The episode began with Raylan gathering up Arlo's belongings and putting them in his old Army footlocker, which he took out to the lawn, poured whiskey over, and set on fire. The next morning, a man with a backhoe arrived to talk to Raylan about exhuming his parents' remains. Raylan is pulling up stakes in Kentucky to transfer to a field office in Florida so he can be close to Winona and Willow. He hasn't left yet because he has unfinished business with his one-time mining buddy and current arch-enemy Boyd Crowder.
Raylan had a sit-down with Markham and they discovered they have a common problem: Boyd. The thing standing in their way is Walker. Raylan makes a deal with the crime boss: He'll take care of Walker if Markham helps him get to Boyd. In exchange, Markham will get the land that belonged to Raylan's parents. Markham agrees and takes to a local radio station, offering a $100,000 reward for information leading to Walker's arrest.
Walker is at the Crowders' place getting stitched up at Ava's kitchen table. They decided not to kill him because he knows the combination to Markham's safe. Raylan pays a visit and is led right to Walker so the Crowders can collect the reward. Walker becomes the latest addition to the series' body count. Raylan also informed new boss Rachel that Ava's been burned as a confidential informant. At this point, Ava's ultimate fate is anyone's guess.

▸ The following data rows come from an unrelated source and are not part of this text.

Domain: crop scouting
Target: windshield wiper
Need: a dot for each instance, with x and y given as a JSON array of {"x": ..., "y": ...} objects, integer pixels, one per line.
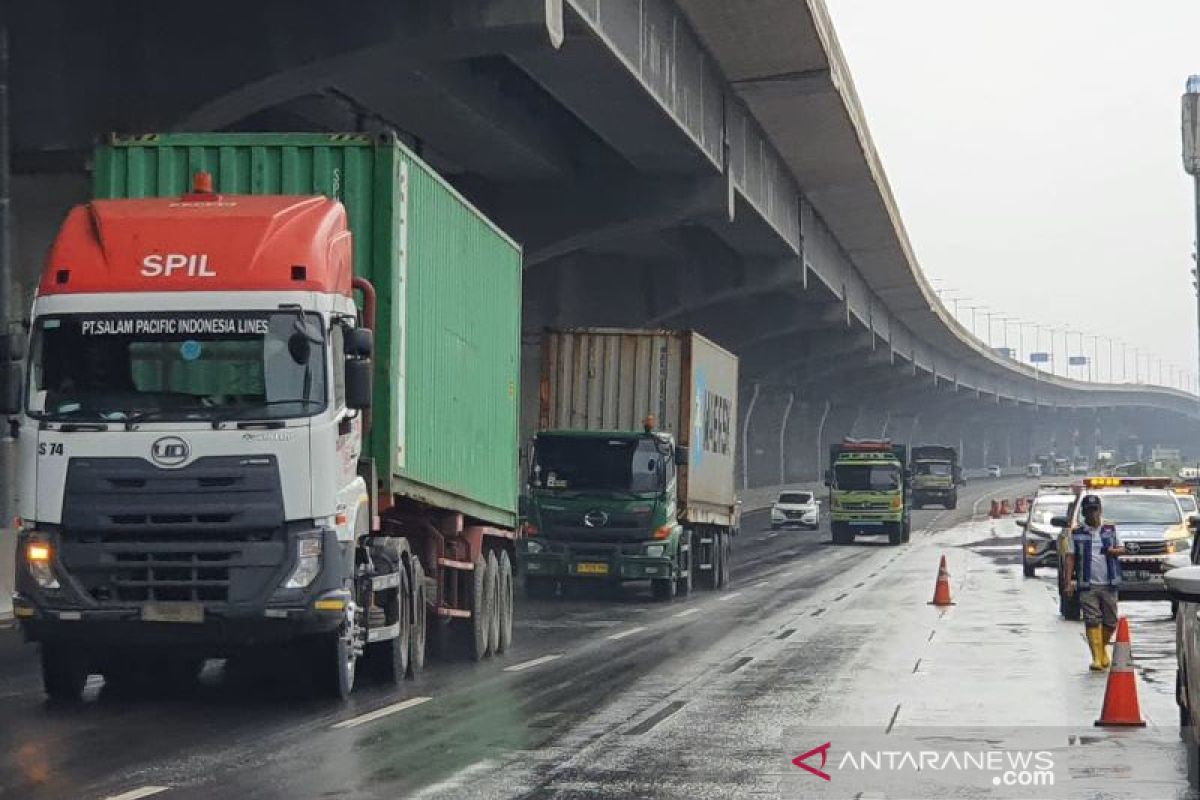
[{"x": 150, "y": 414}]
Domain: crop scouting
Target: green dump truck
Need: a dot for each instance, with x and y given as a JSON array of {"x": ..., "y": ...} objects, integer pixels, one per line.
[
  {"x": 936, "y": 476},
  {"x": 868, "y": 485},
  {"x": 631, "y": 470}
]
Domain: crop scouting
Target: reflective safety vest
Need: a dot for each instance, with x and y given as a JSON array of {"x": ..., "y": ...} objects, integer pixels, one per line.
[{"x": 1081, "y": 541}]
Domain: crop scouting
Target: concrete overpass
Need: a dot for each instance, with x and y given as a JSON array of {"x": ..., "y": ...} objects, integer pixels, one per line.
[{"x": 669, "y": 162}]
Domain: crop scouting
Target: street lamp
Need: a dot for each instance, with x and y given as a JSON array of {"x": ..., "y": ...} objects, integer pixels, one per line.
[{"x": 1191, "y": 127}]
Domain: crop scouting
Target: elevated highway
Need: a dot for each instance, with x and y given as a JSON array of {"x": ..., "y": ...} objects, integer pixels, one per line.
[{"x": 666, "y": 163}]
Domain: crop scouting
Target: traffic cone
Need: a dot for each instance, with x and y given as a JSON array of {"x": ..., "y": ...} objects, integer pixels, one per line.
[
  {"x": 942, "y": 589},
  {"x": 1121, "y": 707}
]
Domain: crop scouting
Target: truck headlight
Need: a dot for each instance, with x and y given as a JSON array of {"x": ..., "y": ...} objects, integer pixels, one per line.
[
  {"x": 307, "y": 563},
  {"x": 40, "y": 563}
]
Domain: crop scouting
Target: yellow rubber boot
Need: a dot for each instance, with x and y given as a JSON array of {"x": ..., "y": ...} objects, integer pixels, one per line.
[
  {"x": 1105, "y": 637},
  {"x": 1096, "y": 644}
]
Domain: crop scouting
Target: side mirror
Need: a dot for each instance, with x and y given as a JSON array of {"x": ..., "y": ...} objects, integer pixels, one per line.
[
  {"x": 10, "y": 389},
  {"x": 359, "y": 383},
  {"x": 359, "y": 342},
  {"x": 1183, "y": 583},
  {"x": 682, "y": 456}
]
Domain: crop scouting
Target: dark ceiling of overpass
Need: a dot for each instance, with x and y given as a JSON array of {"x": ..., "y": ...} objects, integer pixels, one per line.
[{"x": 637, "y": 204}]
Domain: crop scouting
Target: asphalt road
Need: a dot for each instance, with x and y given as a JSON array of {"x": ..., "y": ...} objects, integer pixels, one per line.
[{"x": 582, "y": 669}]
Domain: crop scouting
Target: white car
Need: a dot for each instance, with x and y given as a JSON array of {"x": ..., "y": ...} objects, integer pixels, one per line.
[{"x": 801, "y": 509}]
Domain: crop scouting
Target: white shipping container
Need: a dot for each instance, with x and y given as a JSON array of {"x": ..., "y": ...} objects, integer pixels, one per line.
[{"x": 611, "y": 379}]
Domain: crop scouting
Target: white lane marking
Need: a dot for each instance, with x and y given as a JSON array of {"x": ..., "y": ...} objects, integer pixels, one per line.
[
  {"x": 629, "y": 632},
  {"x": 378, "y": 714},
  {"x": 533, "y": 662},
  {"x": 135, "y": 794}
]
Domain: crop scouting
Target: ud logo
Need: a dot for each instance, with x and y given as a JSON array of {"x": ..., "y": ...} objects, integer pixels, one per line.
[{"x": 169, "y": 451}]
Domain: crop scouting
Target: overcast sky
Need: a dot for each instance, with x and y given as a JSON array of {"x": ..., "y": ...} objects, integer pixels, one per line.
[{"x": 1033, "y": 146}]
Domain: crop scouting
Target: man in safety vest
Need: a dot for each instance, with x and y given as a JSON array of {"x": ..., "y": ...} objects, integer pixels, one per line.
[{"x": 1093, "y": 570}]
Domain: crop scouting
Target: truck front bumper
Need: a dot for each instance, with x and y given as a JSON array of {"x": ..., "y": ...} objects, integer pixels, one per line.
[
  {"x": 588, "y": 560},
  {"x": 255, "y": 612}
]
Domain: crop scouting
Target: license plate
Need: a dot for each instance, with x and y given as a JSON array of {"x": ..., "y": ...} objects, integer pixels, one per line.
[{"x": 189, "y": 613}]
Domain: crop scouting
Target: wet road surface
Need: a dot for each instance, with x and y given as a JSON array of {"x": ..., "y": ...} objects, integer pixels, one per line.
[{"x": 609, "y": 696}]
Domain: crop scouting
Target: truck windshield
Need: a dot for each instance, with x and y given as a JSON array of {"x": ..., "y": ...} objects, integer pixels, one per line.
[
  {"x": 581, "y": 463},
  {"x": 177, "y": 366},
  {"x": 1140, "y": 509},
  {"x": 867, "y": 477}
]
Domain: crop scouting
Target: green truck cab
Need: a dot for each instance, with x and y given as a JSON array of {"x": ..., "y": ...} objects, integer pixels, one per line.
[
  {"x": 603, "y": 504},
  {"x": 936, "y": 476},
  {"x": 869, "y": 487}
]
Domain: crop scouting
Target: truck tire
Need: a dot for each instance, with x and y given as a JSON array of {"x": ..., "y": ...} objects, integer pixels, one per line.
[
  {"x": 389, "y": 659},
  {"x": 726, "y": 559},
  {"x": 335, "y": 663},
  {"x": 64, "y": 673},
  {"x": 684, "y": 584},
  {"x": 507, "y": 609},
  {"x": 483, "y": 589},
  {"x": 493, "y": 623},
  {"x": 417, "y": 642},
  {"x": 663, "y": 589}
]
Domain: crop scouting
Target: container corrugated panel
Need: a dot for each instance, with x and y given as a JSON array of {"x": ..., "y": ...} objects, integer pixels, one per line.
[
  {"x": 445, "y": 401},
  {"x": 611, "y": 379}
]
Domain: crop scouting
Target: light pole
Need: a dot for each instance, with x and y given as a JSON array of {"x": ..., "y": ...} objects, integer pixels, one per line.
[{"x": 1191, "y": 128}]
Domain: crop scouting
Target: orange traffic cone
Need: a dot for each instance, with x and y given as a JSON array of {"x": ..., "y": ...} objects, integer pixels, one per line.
[
  {"x": 942, "y": 589},
  {"x": 1121, "y": 705}
]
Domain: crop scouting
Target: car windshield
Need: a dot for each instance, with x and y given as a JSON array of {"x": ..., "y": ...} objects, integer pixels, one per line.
[
  {"x": 622, "y": 464},
  {"x": 177, "y": 366},
  {"x": 1141, "y": 509},
  {"x": 867, "y": 477},
  {"x": 1043, "y": 511}
]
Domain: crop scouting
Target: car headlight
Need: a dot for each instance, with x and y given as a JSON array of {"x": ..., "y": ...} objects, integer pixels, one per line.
[
  {"x": 40, "y": 563},
  {"x": 307, "y": 563}
]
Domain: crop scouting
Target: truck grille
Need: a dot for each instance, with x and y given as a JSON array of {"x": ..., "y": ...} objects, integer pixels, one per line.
[{"x": 211, "y": 531}]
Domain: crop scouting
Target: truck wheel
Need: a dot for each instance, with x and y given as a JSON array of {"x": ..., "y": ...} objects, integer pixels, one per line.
[
  {"x": 683, "y": 585},
  {"x": 389, "y": 657},
  {"x": 483, "y": 589},
  {"x": 493, "y": 623},
  {"x": 334, "y": 654},
  {"x": 64, "y": 673},
  {"x": 726, "y": 559},
  {"x": 418, "y": 609},
  {"x": 507, "y": 613}
]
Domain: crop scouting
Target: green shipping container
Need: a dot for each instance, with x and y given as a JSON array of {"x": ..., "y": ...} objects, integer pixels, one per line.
[{"x": 448, "y": 283}]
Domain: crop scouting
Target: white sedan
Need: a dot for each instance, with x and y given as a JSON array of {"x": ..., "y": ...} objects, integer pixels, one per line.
[{"x": 799, "y": 509}]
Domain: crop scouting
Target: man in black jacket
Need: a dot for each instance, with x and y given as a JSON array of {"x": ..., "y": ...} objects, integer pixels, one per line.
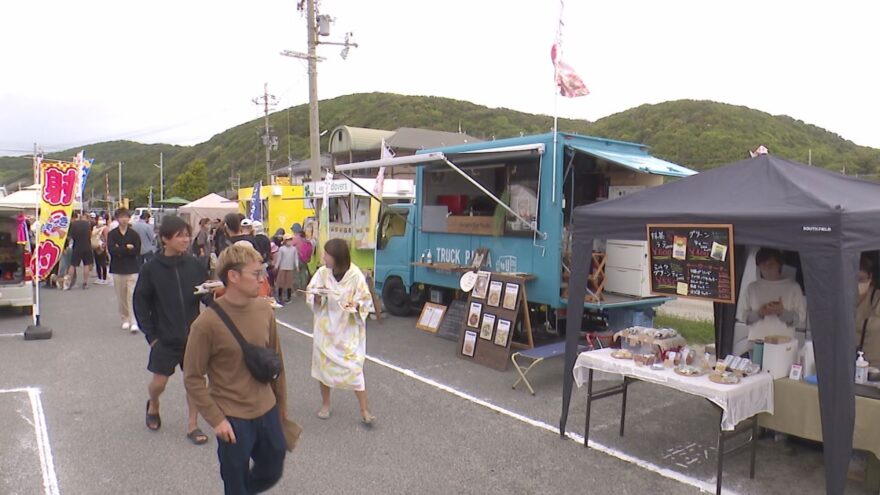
[
  {"x": 124, "y": 245},
  {"x": 165, "y": 306}
]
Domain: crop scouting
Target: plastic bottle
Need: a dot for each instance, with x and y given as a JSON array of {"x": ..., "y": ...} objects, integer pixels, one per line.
[{"x": 861, "y": 369}]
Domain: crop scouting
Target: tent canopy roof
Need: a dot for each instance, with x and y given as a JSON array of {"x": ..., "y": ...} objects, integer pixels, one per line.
[
  {"x": 211, "y": 200},
  {"x": 176, "y": 200},
  {"x": 799, "y": 200}
]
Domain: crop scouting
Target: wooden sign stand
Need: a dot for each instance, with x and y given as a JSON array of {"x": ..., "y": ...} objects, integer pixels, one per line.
[{"x": 479, "y": 341}]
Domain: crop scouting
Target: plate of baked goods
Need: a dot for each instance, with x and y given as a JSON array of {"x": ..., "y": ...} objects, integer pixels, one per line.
[
  {"x": 726, "y": 378},
  {"x": 622, "y": 354},
  {"x": 687, "y": 370}
]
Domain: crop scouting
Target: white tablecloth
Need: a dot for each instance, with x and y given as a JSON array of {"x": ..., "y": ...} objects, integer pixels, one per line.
[{"x": 752, "y": 395}]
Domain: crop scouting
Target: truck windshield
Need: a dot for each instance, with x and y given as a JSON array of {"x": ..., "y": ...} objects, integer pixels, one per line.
[{"x": 392, "y": 224}]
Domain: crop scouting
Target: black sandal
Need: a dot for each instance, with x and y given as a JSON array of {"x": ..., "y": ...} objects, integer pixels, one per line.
[
  {"x": 153, "y": 421},
  {"x": 197, "y": 437}
]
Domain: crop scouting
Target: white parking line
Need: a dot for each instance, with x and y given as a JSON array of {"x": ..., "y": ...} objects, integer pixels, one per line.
[
  {"x": 47, "y": 464},
  {"x": 666, "y": 473}
]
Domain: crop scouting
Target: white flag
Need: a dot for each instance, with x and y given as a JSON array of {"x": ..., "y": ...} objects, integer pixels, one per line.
[{"x": 380, "y": 177}]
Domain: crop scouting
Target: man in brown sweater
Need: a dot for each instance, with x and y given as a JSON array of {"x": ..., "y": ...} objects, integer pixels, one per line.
[{"x": 246, "y": 414}]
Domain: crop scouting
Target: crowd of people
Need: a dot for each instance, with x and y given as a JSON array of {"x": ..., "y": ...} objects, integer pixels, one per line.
[{"x": 166, "y": 287}]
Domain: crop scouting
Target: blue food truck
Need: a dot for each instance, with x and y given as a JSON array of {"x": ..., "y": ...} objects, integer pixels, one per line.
[{"x": 512, "y": 201}]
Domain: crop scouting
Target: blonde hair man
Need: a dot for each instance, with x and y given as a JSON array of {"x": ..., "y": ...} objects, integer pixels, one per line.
[{"x": 246, "y": 414}]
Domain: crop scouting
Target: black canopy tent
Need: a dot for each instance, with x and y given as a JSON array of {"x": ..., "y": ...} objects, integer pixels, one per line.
[{"x": 827, "y": 217}]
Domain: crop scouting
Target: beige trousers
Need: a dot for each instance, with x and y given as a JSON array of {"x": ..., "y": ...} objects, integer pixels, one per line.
[{"x": 124, "y": 286}]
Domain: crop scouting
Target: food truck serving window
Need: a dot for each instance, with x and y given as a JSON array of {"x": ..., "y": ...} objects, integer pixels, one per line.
[{"x": 453, "y": 204}]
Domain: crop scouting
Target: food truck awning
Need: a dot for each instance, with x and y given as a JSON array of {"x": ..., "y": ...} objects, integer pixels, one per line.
[{"x": 640, "y": 162}]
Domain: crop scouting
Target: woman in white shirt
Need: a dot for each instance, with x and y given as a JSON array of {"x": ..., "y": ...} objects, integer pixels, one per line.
[{"x": 774, "y": 305}]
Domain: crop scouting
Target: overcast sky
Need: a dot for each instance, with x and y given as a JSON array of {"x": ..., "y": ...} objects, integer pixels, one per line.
[{"x": 78, "y": 72}]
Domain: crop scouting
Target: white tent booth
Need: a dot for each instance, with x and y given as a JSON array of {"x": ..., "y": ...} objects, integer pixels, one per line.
[{"x": 210, "y": 206}]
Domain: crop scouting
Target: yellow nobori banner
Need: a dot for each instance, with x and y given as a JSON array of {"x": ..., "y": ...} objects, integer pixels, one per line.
[{"x": 58, "y": 182}]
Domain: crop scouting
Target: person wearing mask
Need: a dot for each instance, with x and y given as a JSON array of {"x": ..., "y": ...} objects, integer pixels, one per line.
[
  {"x": 278, "y": 238},
  {"x": 145, "y": 231},
  {"x": 202, "y": 243},
  {"x": 304, "y": 250},
  {"x": 82, "y": 254},
  {"x": 221, "y": 241},
  {"x": 286, "y": 262},
  {"x": 868, "y": 312},
  {"x": 341, "y": 302},
  {"x": 99, "y": 245},
  {"x": 238, "y": 228},
  {"x": 165, "y": 306},
  {"x": 125, "y": 247},
  {"x": 774, "y": 305},
  {"x": 246, "y": 414}
]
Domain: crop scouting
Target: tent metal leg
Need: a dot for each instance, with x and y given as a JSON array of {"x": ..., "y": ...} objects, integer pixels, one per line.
[
  {"x": 589, "y": 407},
  {"x": 601, "y": 394},
  {"x": 623, "y": 406},
  {"x": 751, "y": 444},
  {"x": 754, "y": 444},
  {"x": 720, "y": 459}
]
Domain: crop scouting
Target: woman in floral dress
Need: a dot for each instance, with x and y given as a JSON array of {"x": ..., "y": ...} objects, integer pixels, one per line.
[{"x": 341, "y": 302}]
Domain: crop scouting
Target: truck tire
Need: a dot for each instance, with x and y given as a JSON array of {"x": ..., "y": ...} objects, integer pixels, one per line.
[{"x": 395, "y": 298}]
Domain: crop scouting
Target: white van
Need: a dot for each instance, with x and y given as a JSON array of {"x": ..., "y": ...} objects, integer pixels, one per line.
[{"x": 16, "y": 286}]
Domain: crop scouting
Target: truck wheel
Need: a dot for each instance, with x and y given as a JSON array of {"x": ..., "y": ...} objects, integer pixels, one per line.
[{"x": 395, "y": 298}]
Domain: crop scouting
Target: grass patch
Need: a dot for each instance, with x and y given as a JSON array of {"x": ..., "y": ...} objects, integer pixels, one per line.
[{"x": 694, "y": 331}]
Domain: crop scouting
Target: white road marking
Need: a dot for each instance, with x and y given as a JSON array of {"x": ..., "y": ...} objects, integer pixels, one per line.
[
  {"x": 44, "y": 449},
  {"x": 664, "y": 472}
]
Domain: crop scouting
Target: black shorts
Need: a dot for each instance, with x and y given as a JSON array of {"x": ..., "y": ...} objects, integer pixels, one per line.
[
  {"x": 84, "y": 257},
  {"x": 163, "y": 359}
]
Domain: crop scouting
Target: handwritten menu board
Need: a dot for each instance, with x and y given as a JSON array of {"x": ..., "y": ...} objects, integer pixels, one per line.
[
  {"x": 453, "y": 320},
  {"x": 693, "y": 261}
]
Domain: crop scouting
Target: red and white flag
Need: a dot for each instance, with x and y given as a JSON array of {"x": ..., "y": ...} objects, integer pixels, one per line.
[
  {"x": 380, "y": 177},
  {"x": 570, "y": 84},
  {"x": 760, "y": 150}
]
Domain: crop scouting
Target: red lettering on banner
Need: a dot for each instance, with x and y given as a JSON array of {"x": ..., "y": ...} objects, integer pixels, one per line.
[
  {"x": 49, "y": 254},
  {"x": 58, "y": 186}
]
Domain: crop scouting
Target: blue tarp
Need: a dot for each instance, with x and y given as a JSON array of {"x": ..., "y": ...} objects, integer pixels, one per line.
[{"x": 640, "y": 162}]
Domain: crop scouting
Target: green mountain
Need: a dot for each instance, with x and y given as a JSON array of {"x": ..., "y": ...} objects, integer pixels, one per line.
[
  {"x": 699, "y": 134},
  {"x": 705, "y": 134}
]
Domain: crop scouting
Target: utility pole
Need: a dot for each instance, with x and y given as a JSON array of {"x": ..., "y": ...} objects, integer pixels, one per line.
[
  {"x": 269, "y": 141},
  {"x": 161, "y": 167},
  {"x": 161, "y": 176},
  {"x": 314, "y": 124},
  {"x": 119, "y": 199},
  {"x": 316, "y": 25}
]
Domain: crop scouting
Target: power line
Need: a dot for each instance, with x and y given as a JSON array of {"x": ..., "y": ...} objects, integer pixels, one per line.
[{"x": 270, "y": 141}]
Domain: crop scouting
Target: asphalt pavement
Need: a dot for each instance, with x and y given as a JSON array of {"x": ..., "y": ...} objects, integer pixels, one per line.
[{"x": 444, "y": 425}]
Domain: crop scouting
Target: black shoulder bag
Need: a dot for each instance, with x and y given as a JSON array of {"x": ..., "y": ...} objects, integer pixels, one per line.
[{"x": 263, "y": 363}]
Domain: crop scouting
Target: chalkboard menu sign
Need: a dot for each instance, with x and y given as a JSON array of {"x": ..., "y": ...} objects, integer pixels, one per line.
[
  {"x": 453, "y": 320},
  {"x": 694, "y": 261}
]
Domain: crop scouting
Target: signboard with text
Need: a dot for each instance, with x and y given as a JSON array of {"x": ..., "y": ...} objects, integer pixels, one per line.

Only two items of Arlo's seem to have escaped the burn pile: a black-and-white picture of Raylan's mother Frances and a mystery key. The key turned out to open a shed on the Givens' property. Raylan goes inside, but there seems to be nothing at all in the shed. Raylan muses aloud that he used to have nightmares about what could be hidden out there; he and Frances were forbidden to go inside. This leads to him having a chat with his father's ghost, who claims it was nothing more than a quiet place for him to be alone. I'm not entirely convinced by that; there were some doors and small rooms in the shed itself that Raylan didn't explore. Still it was a nice symbolic scene about putting your past behind you.